Man hatte nicht nur die seltene Ehre, Khold mal live zu sehen, auch das Trio Tulus aus denen Khold erst hervorgegangen sind, hatten sich angekündigt. Durfte man mit Khold jedoch noch auf der Hauptbühne im 013 aufspielen, fand die Show mit Tulus im gemütlichen “Extase” statt, was ein familiäreres Umfeld versprach und Fronter Sverre “Blodstrup” Stokland richtig redseelig werden ließ. Beinahe einer Probe gleich, fing man Songs an, hörte auf, wenn man sich verspielte und begann von neuem. Auch die Enden waren eher mit der Flinte gesetzt, als hart einstudiert.. Manch Einer könnte meckern, dass der Gig irgendwie unernst und zu lässig war, doch von meiner Seite tat die Ungezwungenheit der Musik richtig gut. [Win]

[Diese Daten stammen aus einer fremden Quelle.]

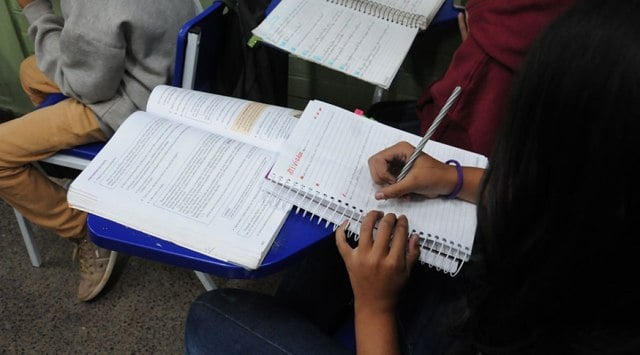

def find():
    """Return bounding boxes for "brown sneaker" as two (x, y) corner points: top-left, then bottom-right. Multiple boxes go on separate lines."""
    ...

(72, 235), (118, 301)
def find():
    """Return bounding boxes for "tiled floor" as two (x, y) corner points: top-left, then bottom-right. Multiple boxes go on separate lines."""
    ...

(0, 201), (279, 354)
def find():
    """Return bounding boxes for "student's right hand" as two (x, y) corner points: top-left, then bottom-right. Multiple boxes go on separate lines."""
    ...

(369, 142), (458, 200)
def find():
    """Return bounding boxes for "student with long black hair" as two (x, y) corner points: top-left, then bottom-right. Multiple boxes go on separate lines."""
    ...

(186, 0), (640, 354)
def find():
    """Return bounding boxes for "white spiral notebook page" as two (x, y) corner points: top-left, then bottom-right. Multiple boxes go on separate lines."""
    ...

(269, 101), (487, 274)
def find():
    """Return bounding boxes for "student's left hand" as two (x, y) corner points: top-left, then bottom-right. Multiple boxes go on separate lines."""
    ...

(336, 211), (419, 314)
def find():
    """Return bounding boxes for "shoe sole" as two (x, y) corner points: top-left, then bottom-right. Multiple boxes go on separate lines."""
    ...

(80, 251), (118, 302)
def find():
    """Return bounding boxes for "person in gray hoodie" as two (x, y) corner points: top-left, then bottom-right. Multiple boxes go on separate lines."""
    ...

(0, 0), (196, 301)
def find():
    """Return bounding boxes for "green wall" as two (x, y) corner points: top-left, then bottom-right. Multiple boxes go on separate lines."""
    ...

(0, 0), (460, 113)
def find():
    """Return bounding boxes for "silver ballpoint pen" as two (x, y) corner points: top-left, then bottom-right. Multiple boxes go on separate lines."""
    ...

(396, 86), (462, 181)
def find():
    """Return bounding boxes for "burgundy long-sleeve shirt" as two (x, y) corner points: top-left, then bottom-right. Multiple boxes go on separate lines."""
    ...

(417, 0), (575, 155)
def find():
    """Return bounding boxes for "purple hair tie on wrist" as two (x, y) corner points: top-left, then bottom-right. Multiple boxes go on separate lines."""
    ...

(444, 159), (464, 200)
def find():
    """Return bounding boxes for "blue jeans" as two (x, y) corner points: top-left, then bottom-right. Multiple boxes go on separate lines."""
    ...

(185, 242), (466, 354)
(185, 289), (350, 355)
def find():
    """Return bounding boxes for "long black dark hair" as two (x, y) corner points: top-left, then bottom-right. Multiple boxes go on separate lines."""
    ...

Der Abend neigte sich dem Ende zu und man sah vermehrt adrett zurecht gemachte Mädels und Buben, die sich für den elektronischen Samstagabend ein Extraticket besorgt hatten. Als Zugeständnis an meinen Kollegen fuhren wir nochmal zum Zeltplatz um unsere Biervorräte aufzufüllen und stürzten uns erst dann in die Acid House Schlacht. Einen Großteil unserer Zeit verbrachten wir aber auch mit lustigen Gesprächen und ziemlich merkwürdigen Kurzfilmen vor der Acid-Höhle. [Fur]



Long Night Of Shortfilms


Die ”Long Night Of Shortfilms” fand ganz unbekümmert vor dem 013 statt und wurde eher zufällig wahrgenommen, da man sich sicher war, dort vorher keine Leinwand gesehen zu haben. Schnell verfiel man in den Bann der Projektionen und schaute sich den ungarischen Kurzfilm “Esterhazy” von 1993 an. Das Knet-Animations-Kunstwerk beschäftigt sich mit der Zeit um den Mauerfall, jedoch aus der Perspektive der im Grünstreifen der Mauer lebenden Hasen, die sich selbst dort ihr eigenes Paradies geschaffen haben. Kollege Fur fasste es passend zusammen: “wie “Herr Lehmann”, nur mit Hasen”. Stimmt. Später gab es dann noch weitere, eher verstörende Arbeiten und eine absolut geniale Montage zu sehen, in der sich verschiedene Schauspieler aus verschiedenen Filmen selbst oder gegenseitig erschießen. Für uns und unseren auf “UK Dude” getauften Zeltnachbarn artete dies natürlich sofort in ein verbittertes Ratespiel auf Zeit aus. [Win]



Ceephax Acid Crew


Keine Ahnung, warum Metaller und Elektroniker sich oft nicht ausstehen können. Beide Genres haben eine Unmenge an Subgenres hervorgebracht und wer Gabber mag, muss eigentlich auch Grindcore mögen. Acid zählt neben Minimal, Psytrance und der ganz harten holländischen Schule (Thunderdome!) zu meinen persönlichen Favoriten der elektronischen Musik. Dementsprechend war ich auch einigermaßen gespannt, was die Incubate-Macher da so ausgegraben hatten. A Guy Called Gerald war ein ordentlicher Einstieg, ging mir aber noch nicht hart genug ins Bein. Bei 808 State verstand ich nicht, welche Funktion ein Frontmann bei einer rein musikalischen Gruppierung zu suchen hat und schließlich traf die Ceephax Acid Crew genau meinen Sweetspot aus minimalen Melodien, pumpenden Bässen und der Spur räudiger Härte. Der Sound im großen Saal war ordentlich, hätte aber noch mehr drücken können. Und warum die Holländer wie verrückt bei jedem Übergang pfeifen müssen, blieb mir auch verborgen. Wie die andere Seite der Medaille aussieht? Kollege Win schildert seine Sicht des Abends… [Fur]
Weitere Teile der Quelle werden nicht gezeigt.